I governi spiano gli smartphone di giornalisti e attivisti

Sono coinvolti decine di paesi che utilizzano un potente software sviluppato in Israele per spiare terroristi e criminali, secondo i documenti analizzati da diversi giornali internazionali.

I governi spiano gli smartphone di giornalisti e attivisti

Viene denominata “Pegasus Project” l’inchiesta pubblicata dal Washington Post, secondo cui gli smartphone in tutto il mondo di giornalisti e attivisti dei diritti umani siano spiati da un potente software israeliano, già emerso nel 2019 come aggressivo ai danni di WhatsApp: l’inchiesta Forbidden stories è capitanata da Amnesty International, secondo cui ci sarebbe stato un tentativo su 36 smartphone di installare lo spyware con scarsi risultati, con 23 tentativi andati invece buon fine.

Si tratta di smartphone di proprietà di Apple e Android, nonostante i due siano sicuri sull’installazione di malware di terze parti. Le indagini hanno inoltre permesso di risalire tramite i numeri di telefono nella lista a un migliaio di persone in 50 paesi diversi. Si tratterebbe di famiglie reali saudite, dirigenti di azienda, funzionari governativi e giornalisti.

I giornalisti fanno parte delle più importanti testate giornalistiche internazionali come Al Jazeera, New York Times; Apple e Google attraverso gli aggiornamenti assicurano che non ci sono falle nel sistema, ma questo spyware riesce ad aggirarle. Al malcapitato arriva un innocuo sms dal proprio operatore che rimanda ad un link attraverso il quale si installa il software, a propria insaputa. A questo punto si ha accesso a tutti i dati del cellulare, social network, conversazioni private, e-mail, foto e video, di modo che lo spyware raccolga quante più informazioni possibili.

È stato messo sotto inchiesta il sistema Pegasus da molte testate giornalistiche internazionali, anche se sembra che non violi la libertà individuale, concentrandosi sul tracciamento di criminali e, soprattutto, di giornalisti e attivisti.
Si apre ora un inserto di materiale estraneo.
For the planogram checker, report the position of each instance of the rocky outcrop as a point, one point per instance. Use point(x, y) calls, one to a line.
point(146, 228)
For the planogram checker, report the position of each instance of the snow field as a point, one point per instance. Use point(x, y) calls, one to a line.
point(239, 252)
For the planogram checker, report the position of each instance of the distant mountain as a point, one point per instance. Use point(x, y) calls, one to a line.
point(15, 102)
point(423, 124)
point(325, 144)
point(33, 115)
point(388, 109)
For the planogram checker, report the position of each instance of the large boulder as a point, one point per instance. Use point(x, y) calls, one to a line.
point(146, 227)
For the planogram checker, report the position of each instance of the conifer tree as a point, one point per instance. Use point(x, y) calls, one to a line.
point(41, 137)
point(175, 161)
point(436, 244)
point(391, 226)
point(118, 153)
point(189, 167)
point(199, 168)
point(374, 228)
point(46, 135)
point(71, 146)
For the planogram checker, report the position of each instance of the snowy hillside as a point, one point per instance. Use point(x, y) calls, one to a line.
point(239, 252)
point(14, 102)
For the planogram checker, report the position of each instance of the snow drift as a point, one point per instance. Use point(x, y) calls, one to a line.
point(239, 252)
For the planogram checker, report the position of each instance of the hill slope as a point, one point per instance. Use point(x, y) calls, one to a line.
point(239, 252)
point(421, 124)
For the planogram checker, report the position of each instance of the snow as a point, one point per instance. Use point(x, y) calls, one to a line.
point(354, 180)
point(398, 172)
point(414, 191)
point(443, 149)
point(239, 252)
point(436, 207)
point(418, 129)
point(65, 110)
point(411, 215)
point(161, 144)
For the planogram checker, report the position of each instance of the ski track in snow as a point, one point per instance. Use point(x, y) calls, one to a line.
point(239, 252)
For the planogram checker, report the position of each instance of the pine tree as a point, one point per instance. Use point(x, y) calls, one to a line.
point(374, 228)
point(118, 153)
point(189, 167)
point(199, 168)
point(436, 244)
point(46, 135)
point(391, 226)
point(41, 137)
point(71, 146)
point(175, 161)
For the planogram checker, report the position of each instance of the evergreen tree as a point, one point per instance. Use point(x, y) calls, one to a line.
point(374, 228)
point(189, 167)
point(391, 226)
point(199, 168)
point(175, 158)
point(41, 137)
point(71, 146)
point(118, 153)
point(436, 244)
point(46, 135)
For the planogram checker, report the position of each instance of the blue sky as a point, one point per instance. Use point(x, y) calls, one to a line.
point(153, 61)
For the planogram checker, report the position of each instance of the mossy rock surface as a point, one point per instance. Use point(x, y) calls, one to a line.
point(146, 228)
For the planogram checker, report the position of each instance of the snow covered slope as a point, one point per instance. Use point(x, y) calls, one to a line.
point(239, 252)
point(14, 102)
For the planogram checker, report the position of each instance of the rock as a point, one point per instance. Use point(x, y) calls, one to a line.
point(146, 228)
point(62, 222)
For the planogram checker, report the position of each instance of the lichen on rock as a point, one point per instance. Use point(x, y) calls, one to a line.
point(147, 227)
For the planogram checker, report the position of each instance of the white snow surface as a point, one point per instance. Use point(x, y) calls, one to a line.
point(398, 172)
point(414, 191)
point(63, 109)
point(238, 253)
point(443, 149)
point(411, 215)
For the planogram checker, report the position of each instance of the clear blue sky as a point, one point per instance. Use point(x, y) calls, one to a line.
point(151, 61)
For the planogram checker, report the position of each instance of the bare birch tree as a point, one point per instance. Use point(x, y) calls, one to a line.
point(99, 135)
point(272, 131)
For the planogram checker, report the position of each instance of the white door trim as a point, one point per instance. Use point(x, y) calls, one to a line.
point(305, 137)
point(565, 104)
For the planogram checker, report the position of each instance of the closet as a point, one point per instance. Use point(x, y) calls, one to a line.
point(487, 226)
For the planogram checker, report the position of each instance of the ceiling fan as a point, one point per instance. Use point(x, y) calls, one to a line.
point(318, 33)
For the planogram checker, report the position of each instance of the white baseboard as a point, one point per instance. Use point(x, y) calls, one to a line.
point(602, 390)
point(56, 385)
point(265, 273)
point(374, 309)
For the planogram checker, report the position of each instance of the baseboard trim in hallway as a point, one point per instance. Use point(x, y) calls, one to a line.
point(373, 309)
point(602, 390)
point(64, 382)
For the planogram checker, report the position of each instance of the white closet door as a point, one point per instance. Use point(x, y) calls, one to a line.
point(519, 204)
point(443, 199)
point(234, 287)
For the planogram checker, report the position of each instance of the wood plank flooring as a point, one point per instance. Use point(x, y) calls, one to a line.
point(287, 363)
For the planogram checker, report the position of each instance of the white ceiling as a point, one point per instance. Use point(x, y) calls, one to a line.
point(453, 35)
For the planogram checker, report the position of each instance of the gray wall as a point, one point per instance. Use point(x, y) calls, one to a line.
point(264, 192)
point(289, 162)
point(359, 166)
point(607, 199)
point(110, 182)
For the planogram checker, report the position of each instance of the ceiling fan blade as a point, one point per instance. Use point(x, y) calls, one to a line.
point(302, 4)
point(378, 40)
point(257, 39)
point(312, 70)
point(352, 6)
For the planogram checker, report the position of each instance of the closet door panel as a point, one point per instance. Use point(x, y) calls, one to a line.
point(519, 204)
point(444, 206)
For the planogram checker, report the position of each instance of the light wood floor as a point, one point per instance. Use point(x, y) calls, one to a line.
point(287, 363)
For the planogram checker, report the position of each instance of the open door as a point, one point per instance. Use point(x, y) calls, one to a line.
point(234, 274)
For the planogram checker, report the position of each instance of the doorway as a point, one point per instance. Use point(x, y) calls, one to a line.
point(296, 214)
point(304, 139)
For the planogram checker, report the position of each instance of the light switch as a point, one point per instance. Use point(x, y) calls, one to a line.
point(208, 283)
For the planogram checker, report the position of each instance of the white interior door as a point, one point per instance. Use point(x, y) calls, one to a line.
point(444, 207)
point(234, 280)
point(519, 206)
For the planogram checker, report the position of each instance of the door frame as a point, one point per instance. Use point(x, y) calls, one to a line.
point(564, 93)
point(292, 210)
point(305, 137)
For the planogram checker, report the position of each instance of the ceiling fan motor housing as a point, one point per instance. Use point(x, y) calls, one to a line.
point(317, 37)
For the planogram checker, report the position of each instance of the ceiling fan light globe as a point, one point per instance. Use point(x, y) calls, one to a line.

Pegasus fu utilizzato per provare a spiare due donne in stretti rapporti con Khashoggi, giornalista che aveva condotto inchieste e scritto editoriali molto duri nei confronti della famiglia reale saudita sul Washington Post. 

Molti numeri tenuti sotto controllo sono messicani, tra cui quello di Carmen Aristegui, tra le più importanti giornaliste investigative del Messico e collaboratrice di CNN. È probabile che nelle prossime settimane i 17 giornali coinvolti nell’analisi dei dati raccolti dall’inchiesta pubblichino nuove informazioni.